Des résultats qui rejoignent les données récemment signalées par les Centres pour le contrôle et la prévention des maladies (CDC) des États-Unis : les taux ont doublé en une seule décennie. Deux fois plus de jeunes enfants ou d’adolescents se retrouvent hospitalisés pour des pensées ou de véritables tentatives de suicide : nous sommes passés de 0,67 % des enfants admis dans les hôpitaux en 2008 à 1,79 % en 2015.
Plus de la moitié avait entre 15 et 17 ans, près de 37 % avaient entre 12 et 14 ans, les enfants de 5 à 11 ans représentant quelque 13 % du total. Et 66 % sont des filles – au niveau mondial, pour les adultes, le phénomène est le même : les femmes tentent plus, mais les hommes réussissent davantage (en revanche, les chiffres des CDC attestent que les suicides chez les filles âgées de 10 à 14 ans ont triplé entre 1999 et 2014.)
A 15 ans, en France, 21 % des filles ont tenté de suicider
Si l’étude ne s’attache qu’aux profils « encore en vie », qui ne sont pas passés à l’acte ou qui ont raté leur suicide, l’augmentation globale ainsi repérée rejoint aussi les données des CDC selon lesquels le taux de décès par suicide chez les personnes de 10 à 24 ans a doublé depuis 2007.
En France, selon les dernières estimations, entre 600 et 1.000 adolescents mettraient fin à leurs jours chaque année. En janvier 2014, Le Concours Médical affirmait dans ses colonnes qu’à 15 ans, près de 21 % des filles et près de 9 % des garçons avaient déjà tenté de se suicider… le syndrome semble le même.

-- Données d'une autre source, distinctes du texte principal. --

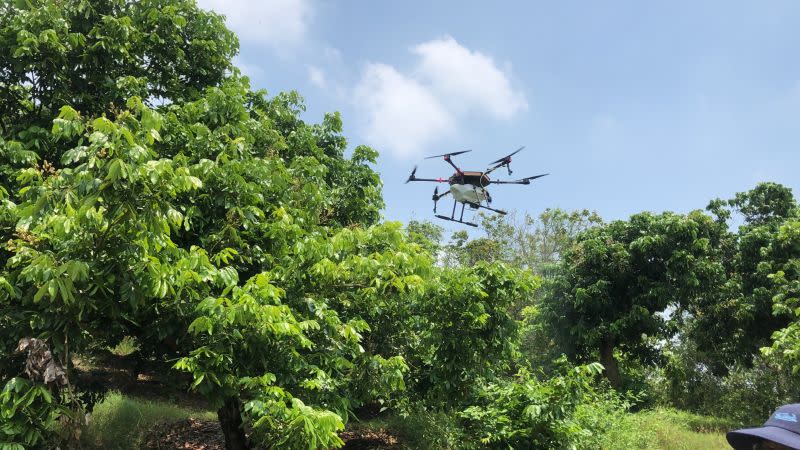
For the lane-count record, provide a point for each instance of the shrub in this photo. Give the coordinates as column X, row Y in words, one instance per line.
column 566, row 411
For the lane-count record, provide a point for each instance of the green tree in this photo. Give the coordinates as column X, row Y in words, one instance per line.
column 617, row 282
column 730, row 327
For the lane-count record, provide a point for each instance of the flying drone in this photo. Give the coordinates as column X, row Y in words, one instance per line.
column 469, row 188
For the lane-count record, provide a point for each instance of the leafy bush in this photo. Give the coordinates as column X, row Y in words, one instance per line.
column 29, row 415
column 566, row 411
column 687, row 383
column 665, row 429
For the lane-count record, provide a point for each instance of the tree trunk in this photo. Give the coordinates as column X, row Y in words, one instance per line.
column 230, row 418
column 609, row 362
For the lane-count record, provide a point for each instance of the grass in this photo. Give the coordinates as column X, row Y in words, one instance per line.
column 668, row 429
column 121, row 422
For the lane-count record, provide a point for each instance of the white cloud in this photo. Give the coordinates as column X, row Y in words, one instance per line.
column 317, row 76
column 276, row 23
column 469, row 79
column 400, row 114
column 404, row 112
column 247, row 69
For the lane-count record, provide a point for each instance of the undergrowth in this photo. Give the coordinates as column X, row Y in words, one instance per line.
column 121, row 422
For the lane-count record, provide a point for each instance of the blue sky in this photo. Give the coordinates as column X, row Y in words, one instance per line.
column 630, row 105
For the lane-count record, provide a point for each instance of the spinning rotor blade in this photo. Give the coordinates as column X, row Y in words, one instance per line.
column 411, row 177
column 535, row 177
column 526, row 180
column 508, row 156
column 448, row 154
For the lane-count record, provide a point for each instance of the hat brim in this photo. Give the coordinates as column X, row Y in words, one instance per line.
column 745, row 438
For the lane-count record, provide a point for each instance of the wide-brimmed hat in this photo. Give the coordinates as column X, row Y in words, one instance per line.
column 783, row 427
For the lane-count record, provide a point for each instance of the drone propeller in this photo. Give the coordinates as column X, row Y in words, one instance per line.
column 448, row 154
column 411, row 177
column 528, row 179
column 508, row 157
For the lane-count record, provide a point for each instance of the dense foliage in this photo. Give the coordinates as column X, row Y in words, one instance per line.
column 148, row 194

Et pourtant, à la base, un mineur n’est-il pas le moins enclin à se suicider ?! C’est encore vrai – et encore heureux. Seulement, il ne faut pas négliger un tel langage des courbes. Le suicide ou les tentatives de suicide de la jeunesse d’un pays sont signes éminents d’une société profondément abîmée.

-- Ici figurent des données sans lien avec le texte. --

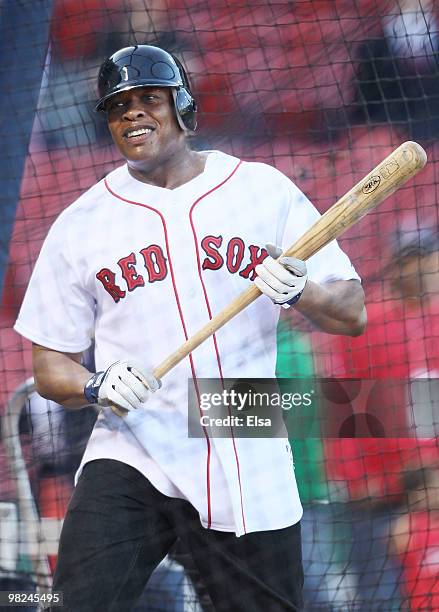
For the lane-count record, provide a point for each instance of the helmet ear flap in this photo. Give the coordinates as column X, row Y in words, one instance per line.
column 185, row 107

Les facteurs de la courbe ascendante des tentatives de suicides, entre réels et officiels
Les causes multiples de ce ravage, le Dr Plemmons n’en a pas fait l’objet de son étude. Au micro de CNN, il évoque cependant, tous azimuts, plusieurs pistes, « les antécédents familiaux de la dépression ou du suicide, la violence familiale, la maltraitance des enfants, les jeunes gais et lesbiens »… mais aussi ce qu’on appelle la pression scolaire, « la cyberintimidation », l’influence globale des « réseaux sociaux », la « puberté précoce » des jeunes filles, la toxicomanie…

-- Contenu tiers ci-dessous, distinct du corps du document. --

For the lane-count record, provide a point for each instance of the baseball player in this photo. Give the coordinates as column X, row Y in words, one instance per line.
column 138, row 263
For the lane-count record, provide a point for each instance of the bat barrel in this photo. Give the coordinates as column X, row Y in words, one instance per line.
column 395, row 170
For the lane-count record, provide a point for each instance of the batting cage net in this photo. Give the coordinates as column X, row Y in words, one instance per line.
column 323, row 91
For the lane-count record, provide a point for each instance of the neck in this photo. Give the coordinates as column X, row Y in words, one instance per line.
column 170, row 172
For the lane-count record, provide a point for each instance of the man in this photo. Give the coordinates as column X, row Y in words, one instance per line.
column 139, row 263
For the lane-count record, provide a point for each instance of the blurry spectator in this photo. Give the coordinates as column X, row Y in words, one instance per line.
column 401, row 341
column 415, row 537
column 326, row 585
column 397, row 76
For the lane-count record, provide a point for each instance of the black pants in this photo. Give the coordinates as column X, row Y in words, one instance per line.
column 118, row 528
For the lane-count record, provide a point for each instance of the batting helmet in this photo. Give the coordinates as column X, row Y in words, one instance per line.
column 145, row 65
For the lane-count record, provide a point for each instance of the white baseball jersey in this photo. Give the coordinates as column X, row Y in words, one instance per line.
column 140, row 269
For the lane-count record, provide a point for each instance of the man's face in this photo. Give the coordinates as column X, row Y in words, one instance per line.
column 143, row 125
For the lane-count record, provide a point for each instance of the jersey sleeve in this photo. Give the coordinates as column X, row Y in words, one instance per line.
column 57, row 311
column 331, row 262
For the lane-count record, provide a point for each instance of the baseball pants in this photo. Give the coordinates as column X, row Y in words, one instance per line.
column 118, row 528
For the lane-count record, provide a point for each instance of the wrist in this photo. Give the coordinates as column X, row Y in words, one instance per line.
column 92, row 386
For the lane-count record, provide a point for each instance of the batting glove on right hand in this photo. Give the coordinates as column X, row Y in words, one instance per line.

Il y a à boire et à manger dans ces causes. Mais il est facile d’y déceler les maux vrais et profonds de notre effrayante modernité… Le bouleversement induit par la tabula rasa familiale, avec les divorces, les ménages recomposés, l’absence d’un foyer stable et rassurant… L’individualisme forcené d’une société qui confine à la solitude, avoir mille « amis » Facebook et rester seul devant son écran… L’hédonisme à tout crin qui sert le plaisir mais ne fait pas le bonheur. Le spectre des réseaux sociaux, amplificateurs de détresses, voire incitateurs mortels (la Russie avec ses « groupes de la mort » s’y connaît bien)… Et surtout, surtout, la désespérance, le vide laissé par la perte des repères, l’abandon des valeurs et de la Foi.
Mais parions que la plupart de ces causes resteront dans l’ombre épaisse… Et que d’autres explications voient et verront peu à peu le jour, comme (le Dr Plemmons l’a déjà noté) le problème de l’identité sexuelle par exemple (une étude, fin février, a affirmé lier la légalisation du mariage gay dans plusieurs Etats américains à la baisse de 7 % des tentatives de suicide chez les lycéens, entre 2004 et 2005…). Ou encore celui des soins mentaux ou affectifs qui ne sont pas suffisamment donnés : la journaliste de CNN évoque ce psychologue qui estime que « 20 % à un tiers des enfants ont besoin de soins mentaux »… Et même celui de la religion, autoritaire et déformatrice, on l’a vu au Canada, en Ontario avec le projet de loi en Ontario…
Autant de bons prétextes pour prendre la main sur ces adolescents en mal-être réel ou potentiel. L’Etat le fera fort bien.